I developed BES close to 3 months ago. Here's what my first outbreak of BES looked like:

Now believe it or not this was right after the first flare up and it actually got worse than this. Half of my eyeball filled up with blood. I had blurred vision for over a week. There is some kind of hairline fracture on my eye-socket.

All of this from dodgeball of course. I love dodgeball. I'm not very good at dodgeball, but I love dodgeball.

I'm posting this because it's nearly 3 months after my first outbreak of BES and I can't seem to get it cleared up. Every morning I look in the mirror and I'm like, "What the crap??"

Here's what I look like this morning..."What the crap??" p.s...this image is reversed due to photobooth being weird and backwards...or...forwards. Whatever.


No that's not a shadow on my face.

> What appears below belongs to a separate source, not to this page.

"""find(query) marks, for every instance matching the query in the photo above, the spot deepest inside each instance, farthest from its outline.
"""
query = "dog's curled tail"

I still have BES. Every single day someone asks me..."do you have a black eye?" or "did you get hit in the face again?"

NO. I DID NOT GET HIT IN THE FACE AGAIN.

Dangit...Elaine says I have to stick a leech on my face to get rid of it. She says the leech will suck out the blood and it will take care of it. Seriously...she says that's what I need to do. Since I would rather remove each of my toenails with a pair of pliers I'm going to have to opt out of the leech suggestion. I need something a little more...doable. A little less vomit-inducing.

CAN YOU HELP ME?

Please help me get rid of my BES. I feel like a partial human. I desire fullness of self. Tell me your secrets regarding the removal of blackness around the eye socket. Surely someone out there can restore me back to wholeness.